My goodness, who could have predicted on January 1 what twists and turns 2020 would bring.
Here in Australia we spent December and January battling tremendous bushfires in all our states.
No sooner than the last of these had been extinguished, our nation – indeed the whole world – has been hit with a pandemic the likes of which haven’t been seen for 100 years.
The Gold Coast, the city where I live, is actually made up of a string of little coastal villages that grew together in the latter half of the 20th Century and the post WWII boom.
The southern most village Coolangatta (named for a shipwreck), sits right next another village called Tweed Heads in the state of New South Wales.
Coolangatta-Tweed is known as Twin Towns.

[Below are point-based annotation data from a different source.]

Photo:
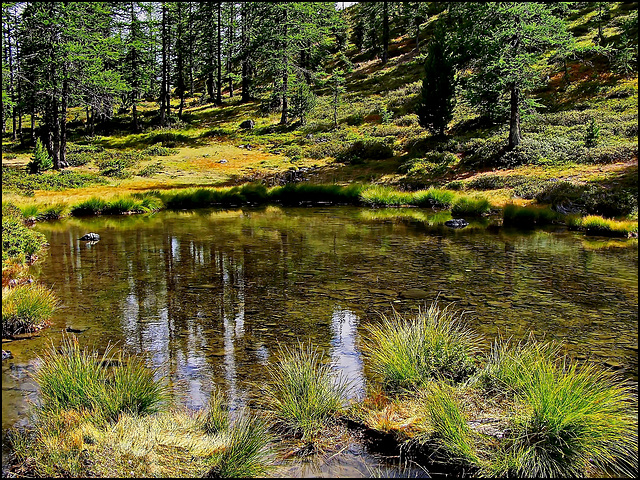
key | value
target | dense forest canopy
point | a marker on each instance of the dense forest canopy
(106, 57)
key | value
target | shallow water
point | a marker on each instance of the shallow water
(208, 296)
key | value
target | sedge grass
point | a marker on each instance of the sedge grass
(408, 353)
(450, 426)
(247, 451)
(466, 206)
(215, 418)
(75, 378)
(25, 308)
(305, 394)
(572, 420)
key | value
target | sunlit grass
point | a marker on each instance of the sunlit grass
(304, 394)
(75, 378)
(574, 420)
(26, 308)
(409, 353)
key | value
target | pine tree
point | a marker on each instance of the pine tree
(437, 98)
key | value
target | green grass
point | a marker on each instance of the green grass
(529, 216)
(26, 308)
(470, 207)
(247, 452)
(573, 420)
(215, 418)
(18, 241)
(304, 393)
(409, 353)
(450, 426)
(75, 378)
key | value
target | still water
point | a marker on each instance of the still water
(209, 296)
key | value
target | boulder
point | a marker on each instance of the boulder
(90, 237)
(456, 223)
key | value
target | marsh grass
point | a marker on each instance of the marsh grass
(305, 394)
(472, 207)
(247, 451)
(597, 225)
(168, 444)
(75, 378)
(572, 419)
(450, 426)
(26, 308)
(409, 353)
(528, 216)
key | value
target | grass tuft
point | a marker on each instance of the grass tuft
(408, 353)
(74, 378)
(305, 393)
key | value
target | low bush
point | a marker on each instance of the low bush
(71, 378)
(514, 215)
(573, 420)
(367, 149)
(19, 243)
(215, 417)
(158, 150)
(150, 170)
(305, 394)
(409, 353)
(26, 308)
(450, 426)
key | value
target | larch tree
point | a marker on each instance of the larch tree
(500, 43)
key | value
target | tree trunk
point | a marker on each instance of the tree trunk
(385, 33)
(63, 117)
(230, 35)
(219, 53)
(163, 85)
(134, 85)
(515, 136)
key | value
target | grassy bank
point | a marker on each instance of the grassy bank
(520, 409)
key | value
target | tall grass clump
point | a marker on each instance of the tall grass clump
(305, 393)
(215, 418)
(75, 378)
(92, 206)
(304, 192)
(381, 195)
(408, 353)
(19, 243)
(450, 426)
(466, 206)
(26, 308)
(434, 197)
(572, 420)
(247, 452)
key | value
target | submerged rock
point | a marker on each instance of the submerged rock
(456, 223)
(247, 124)
(90, 237)
(415, 293)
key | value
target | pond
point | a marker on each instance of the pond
(209, 296)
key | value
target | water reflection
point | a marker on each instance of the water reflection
(344, 354)
(207, 297)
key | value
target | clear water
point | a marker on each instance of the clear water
(209, 296)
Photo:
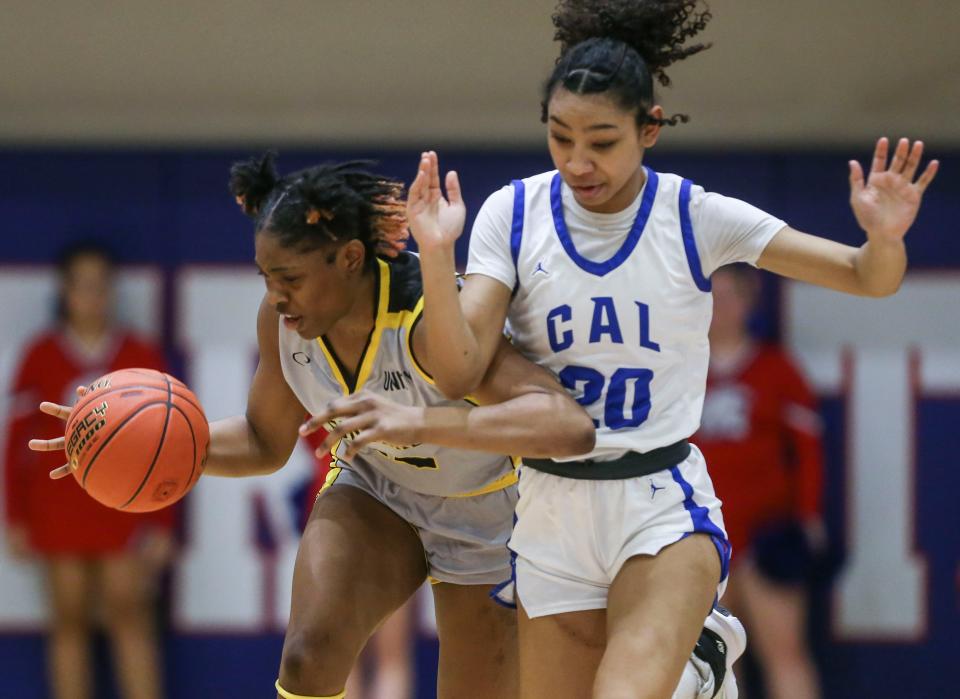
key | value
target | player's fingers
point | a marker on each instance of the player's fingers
(454, 195)
(416, 190)
(913, 160)
(60, 411)
(46, 444)
(361, 439)
(856, 177)
(60, 472)
(928, 174)
(900, 155)
(434, 170)
(880, 155)
(342, 430)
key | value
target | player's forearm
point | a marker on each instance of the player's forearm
(536, 425)
(455, 360)
(880, 266)
(236, 450)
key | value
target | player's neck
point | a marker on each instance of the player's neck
(349, 335)
(728, 345)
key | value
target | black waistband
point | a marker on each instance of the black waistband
(630, 465)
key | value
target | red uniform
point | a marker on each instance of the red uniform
(760, 434)
(59, 517)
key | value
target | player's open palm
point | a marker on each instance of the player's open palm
(434, 220)
(887, 203)
(58, 443)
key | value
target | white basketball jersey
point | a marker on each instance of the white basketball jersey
(627, 335)
(388, 367)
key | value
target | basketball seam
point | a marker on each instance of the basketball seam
(193, 438)
(99, 394)
(116, 431)
(163, 435)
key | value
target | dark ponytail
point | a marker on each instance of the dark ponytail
(326, 204)
(619, 46)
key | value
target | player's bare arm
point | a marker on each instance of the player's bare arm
(885, 206)
(261, 441)
(466, 338)
(524, 411)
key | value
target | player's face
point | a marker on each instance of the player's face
(598, 149)
(312, 290)
(732, 303)
(88, 292)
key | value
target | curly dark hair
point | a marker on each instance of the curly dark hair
(327, 204)
(618, 46)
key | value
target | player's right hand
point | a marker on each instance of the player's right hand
(57, 444)
(435, 222)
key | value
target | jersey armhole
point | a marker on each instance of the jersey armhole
(689, 241)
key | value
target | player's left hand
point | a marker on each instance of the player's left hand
(887, 203)
(58, 443)
(366, 417)
(435, 221)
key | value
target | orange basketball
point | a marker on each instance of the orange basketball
(137, 440)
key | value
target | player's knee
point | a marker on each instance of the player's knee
(319, 651)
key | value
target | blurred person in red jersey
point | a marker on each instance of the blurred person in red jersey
(385, 668)
(100, 564)
(760, 433)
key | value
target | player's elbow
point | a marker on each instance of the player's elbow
(573, 433)
(456, 387)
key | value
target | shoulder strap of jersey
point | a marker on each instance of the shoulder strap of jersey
(516, 229)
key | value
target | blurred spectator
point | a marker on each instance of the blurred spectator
(385, 668)
(760, 434)
(99, 564)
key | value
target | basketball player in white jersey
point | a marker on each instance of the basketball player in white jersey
(602, 268)
(339, 319)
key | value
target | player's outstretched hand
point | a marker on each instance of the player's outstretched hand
(366, 418)
(435, 221)
(887, 203)
(57, 444)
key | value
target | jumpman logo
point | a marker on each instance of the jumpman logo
(653, 489)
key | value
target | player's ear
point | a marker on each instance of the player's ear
(649, 133)
(350, 257)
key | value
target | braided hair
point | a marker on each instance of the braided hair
(618, 46)
(326, 204)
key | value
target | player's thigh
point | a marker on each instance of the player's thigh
(124, 585)
(478, 643)
(777, 613)
(560, 653)
(655, 612)
(358, 561)
(70, 585)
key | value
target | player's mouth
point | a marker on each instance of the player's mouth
(587, 192)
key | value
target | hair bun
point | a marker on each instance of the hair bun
(655, 29)
(252, 180)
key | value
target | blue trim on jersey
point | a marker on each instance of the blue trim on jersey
(701, 522)
(630, 242)
(508, 599)
(516, 228)
(689, 242)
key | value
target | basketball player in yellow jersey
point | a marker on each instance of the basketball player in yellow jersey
(340, 324)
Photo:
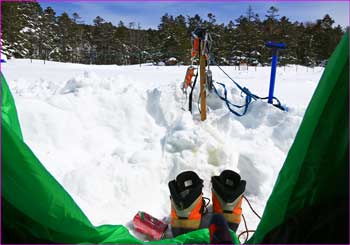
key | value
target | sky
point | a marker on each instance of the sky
(148, 14)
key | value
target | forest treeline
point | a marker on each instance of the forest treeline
(29, 31)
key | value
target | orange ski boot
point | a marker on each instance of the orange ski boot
(187, 202)
(227, 192)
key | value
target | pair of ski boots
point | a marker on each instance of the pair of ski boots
(188, 205)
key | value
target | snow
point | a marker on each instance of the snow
(114, 136)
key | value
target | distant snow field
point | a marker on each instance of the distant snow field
(114, 136)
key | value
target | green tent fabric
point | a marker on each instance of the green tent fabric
(316, 169)
(37, 209)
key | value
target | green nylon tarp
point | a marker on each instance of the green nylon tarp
(36, 208)
(316, 169)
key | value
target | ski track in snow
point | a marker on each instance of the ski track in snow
(114, 136)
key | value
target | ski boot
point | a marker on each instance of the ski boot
(187, 204)
(227, 192)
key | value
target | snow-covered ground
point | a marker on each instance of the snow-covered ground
(114, 136)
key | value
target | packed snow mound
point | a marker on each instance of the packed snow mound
(114, 136)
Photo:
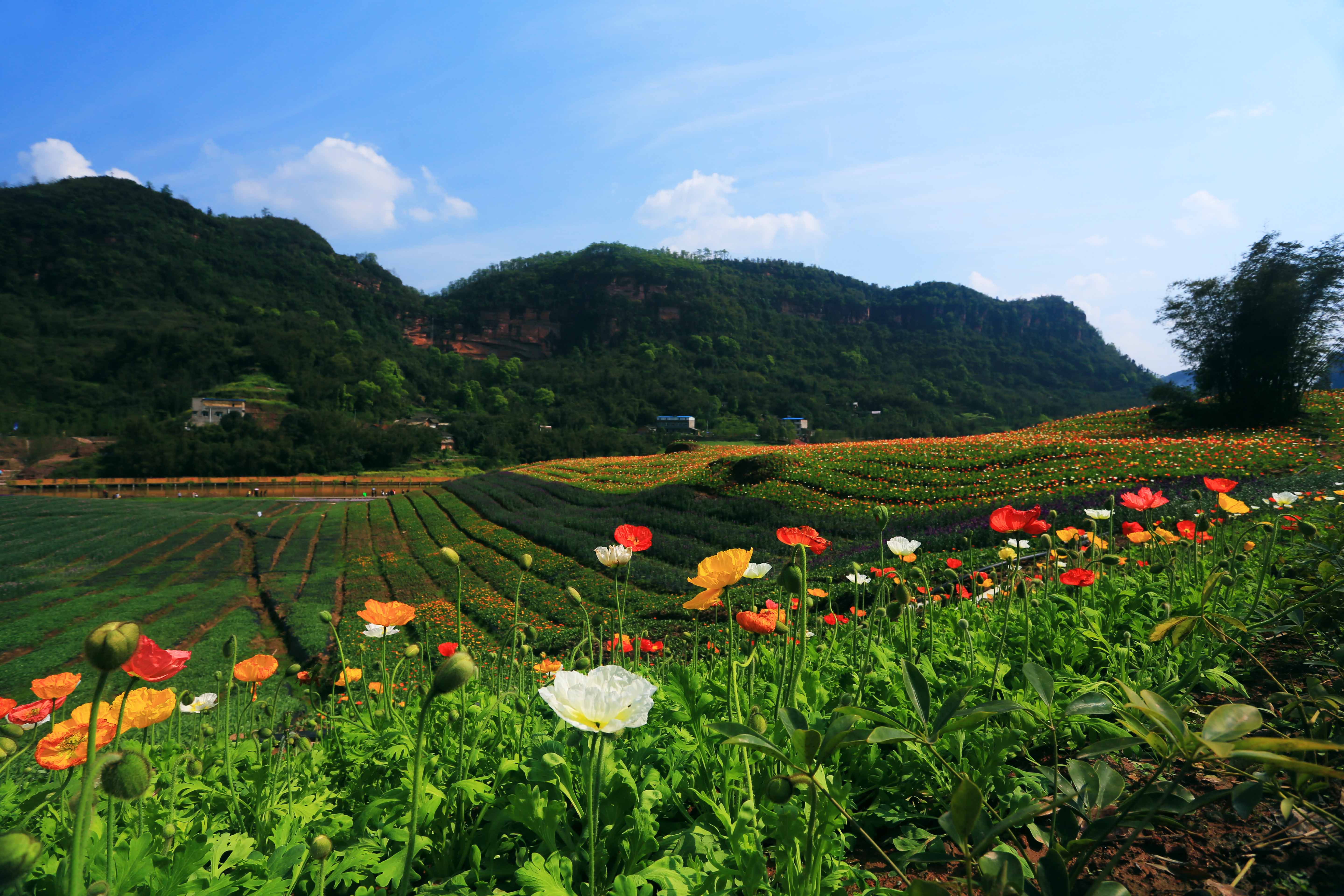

Perhaps, more accurately, they would be cojoined twins because it is very nearly impossible to separate.
In some places, neighbours on opposite sides of the same street can be living in different states!
The South Coast railway was extended from Nerang railway station to Tweed Heads in New South Wales and opened on 10 August 1903. The terminus, Coolangatta railway station, was located to the south-west of the intersection of Griffith and Dutton Streets in Tweed Heads, resulting in a Queensland railway station being located in another state.
The railway guaranteed the success of Coolangatta as a holiday township and it flourished from that time forward.
Even now, the current Gold Coast Airport run way crosses the state border
But separate the two towns did in 1919 for the Spanish Flu pandemic.
The Queensland-New South Wales border was closed in January 1919 to stop the spread.
Being the height of summer many people holiday in the Coolangatta-Tweed region and they found themselves unable to return home to Queensland.
A quarantine camp was set up on the Queensland side of the border at the beautiful Rainbow Bay. But unlike today, it was not 5-star hotels – it was tents on the shoreline.
Students in Coolangatta who would have walked across the border to attend school in New South Wales found themselves stranded. Hastily, a new school was established at Coolangatta.
The borders were reopened in May 1919 and had remained open until March 2020 with no end date announced.
In global terms, the influenza killed about 100 million people – more than had been killed during the First World War, but it was the economic catastrophe that lingered and can be argued as being one of the key factors than spurred the Second World War
An estimated 40% of the population of just over 5 million was infected. The death toll was estimated at 15,000 – 2.7% of the population, one of the lowest recorded of any country in the world.
At the time of writing, Australia’s population is 30 million and the COVID-19 death toll is less than 30.
Knowing that personal movement might soon be limited my husband and I took advantage of the beautiful national parks in our region.
There was one bushwalk that I don’t recall ever having taken. Twin Falls at Springbrook is the most beautiful place I have seen.
The Twin Falls are the major attraction. At the base is a place to swim and it’s popular with families. Those waterfalls are only part of the attraction. The 4km walk went over, through and around at least another six.
As part of program to better my health, we had been going to the beach more often and that is a pleasure that we’ll forego for now in favour of exploring places within walking distance.
However you’re spending your self-isolation, I hope you’re doing it well for your mental and physical health.